When I got back into Sokcho, I found myself a room at the Samsung Motel (W40,000), which looks like a castle from the outside. The room was pretty nice – toiletries and towels, a TV, fridge, fan and AC. After I dropped my stuff off I went exploring a little. First I went to the beach and sat around thinking about how weird it was to be facing the water and having the sun set behind me. The sand is also browner and coarser than the sand in Tanegashima. I didn’t test the water, but it didn’t look as clear and warm. I walked along the boardwalk and saw all sorts of Korean sushi restaurants, with live fish in tanks outside the shops. I wanted to take pictures, but if I slowed down even for a second, I was immediately harassed by women trying to get me to sleep at their hotel. I’m sure it was a lovely and reputable hotel, but the way they were going about advertising was kind of sketching me out.
After the beach, I took a walk around town. Oddly enough I didn’t see many houses. Or maybe the houses were above or behind all the shops. Still, even in the absence of houses, I could tell I’d entered into an area where the “normal” people lived.

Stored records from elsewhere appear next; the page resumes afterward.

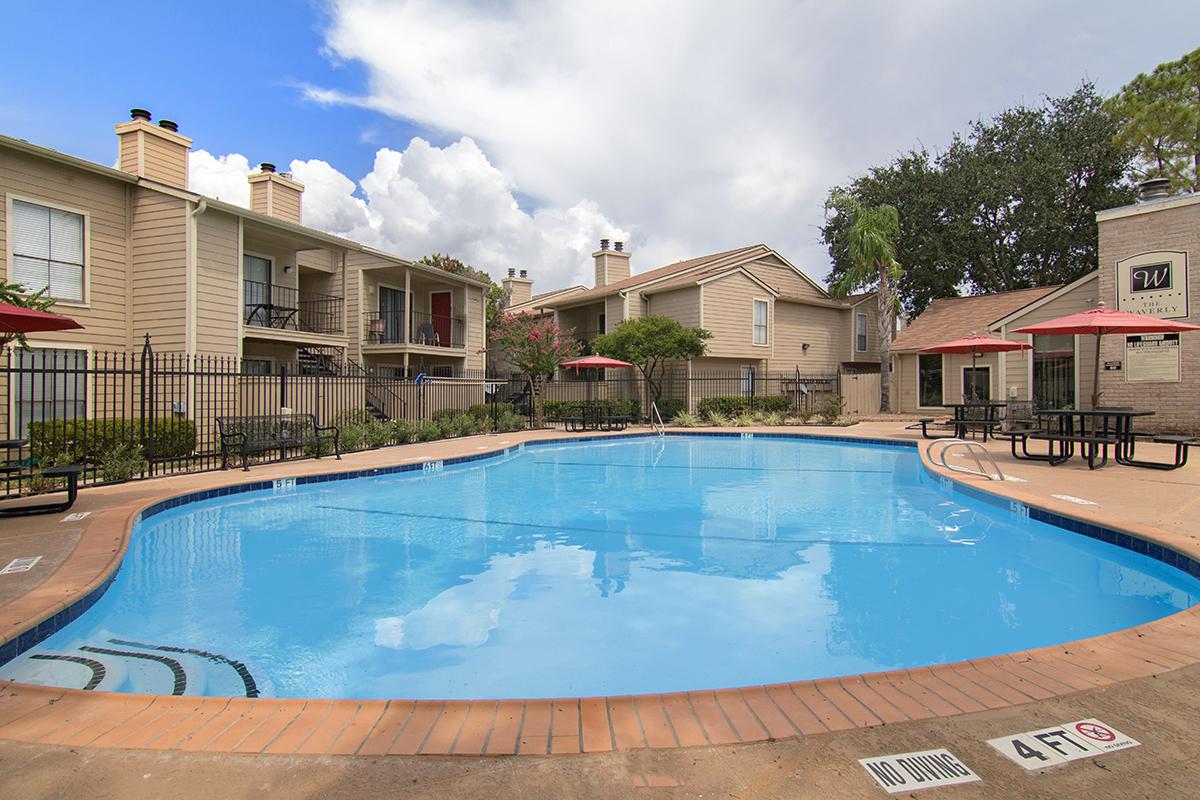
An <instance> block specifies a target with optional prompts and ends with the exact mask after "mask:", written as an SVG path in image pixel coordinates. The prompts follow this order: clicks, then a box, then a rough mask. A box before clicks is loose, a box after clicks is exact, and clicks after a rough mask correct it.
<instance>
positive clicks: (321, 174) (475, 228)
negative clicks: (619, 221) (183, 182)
mask: <svg viewBox="0 0 1200 800" xmlns="http://www.w3.org/2000/svg"><path fill="white" fill-rule="evenodd" d="M289 169H290V170H292V174H293V175H294V176H295V179H296V180H298V181H300V182H301V184H304V186H305V193H304V222H305V224H308V225H312V227H313V228H319V229H322V230H328V231H330V233H335V234H338V235H342V236H346V237H348V239H353V240H355V241H360V242H364V243H367V245H372V246H376V247H379V248H382V249H385V251H390V252H395V253H398V254H401V255H404V257H407V258H420V257H421V255H425V254H427V253H431V252H434V251H437V252H442V253H450V254H452V255H455V257H457V258H461V259H462V260H464V261H467V263H468V264H473V265H475V266H478V267H481V269H485V270H487V271H490V272H491V273H492V275H493V276H497V277H499V276H500V275H503V272H504V270H506V269H508V267H510V266H516V267H527V269H532V270H533V273H534V276H535V277H536V278H540V285H541V287H545V288H550V287H552V285H559V284H565V283H569V282H571V283H574V282H590V277H592V260H590V253H592V251H593V249H595V245H596V242H598V241H599V240H600V237H601V236H613V237H618V239H620V237H628V235H629V233H628V231H626V230H624V229H622V228H620V227H618V225H616V224H614V223H612V222H611V221H610V219H608V218H607V217H605V215H604V213H602V212H601V211H600V209H599V206H598V205H596V204H595V203H593V201H590V200H586V199H580V200H577V201H576V203H575V204H574V205H571V206H570V207H562V209H559V207H551V206H546V207H541V209H539V210H536V211H534V212H533V213H529V212H527V211H524V210H522V209H521V207H520V205H518V203H517V199H516V197H515V194H514V191H515V187H514V186H512V184H511V181H510V180H509V179H508V178H505V176H504V174H503V173H500V170H498V169H497V168H496V167H493V166H492V164H491V163H490V162H488V160H487V156H485V155H484V152H482V151H481V150H480V149H479V146H478V145H476V144H475V143H474V142H473V140H472V139H469V138H466V137H464V138H462V139H460V140H458V142H455V143H454V144H450V145H446V146H445V148H436V146H433V145H431V144H430V143H428V142H426V140H425V139H420V138H415V139H413V140H412V142H410V143H409V144H408V148H406V149H404V150H403V151H397V150H390V149H388V148H383V149H380V150H379V151H378V152H377V154H376V160H374V166H373V168H372V170H371V172H370V173H368V174H367V175H366V176H364V178H362V179H361V181H360V182H358V184H355V181H353V180H350V179H349V178H347V176H346V175H343V174H342V173H340V172H338V170H337V169H335V168H334V167H332V166H330V164H329V163H326V162H324V161H319V160H311V161H293V162H292V163H290V166H289ZM248 174H250V164H248V161H247V160H246V158H245V157H244V156H241V155H239V154H230V155H227V156H220V157H214V156H211V155H210V154H208V152H205V151H203V150H199V151H197V152H196V154H193V157H192V169H191V178H190V180H191V187H192V188H193V190H194V191H197V192H200V193H202V194H209V196H211V197H220V198H221V199H224V200H228V201H232V203H239V204H241V205H248V203H250V198H248V191H247V190H246V186H247V184H246V176H247V175H248ZM235 194H236V196H235Z"/></svg>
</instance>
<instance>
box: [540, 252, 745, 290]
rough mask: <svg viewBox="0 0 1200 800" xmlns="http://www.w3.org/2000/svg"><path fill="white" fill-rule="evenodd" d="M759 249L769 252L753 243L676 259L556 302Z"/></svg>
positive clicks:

For dinner I had squid sundae (pronounced “soon-day”; W8000). Sundae is sausage in Korean and ojingeo (squid) sundae is seriously delicious. It’s squid, stuffed with meat and vegetables fried up and served with kimchi and vegetables. It’s also kind of spicy and I ended up downing a liter of water with it, but even so, this turned out to the be the straw that broke the camel’s back. My stomach was so unhappy that I couldn’t sleep and ended up watching CSI and Law & Order all night.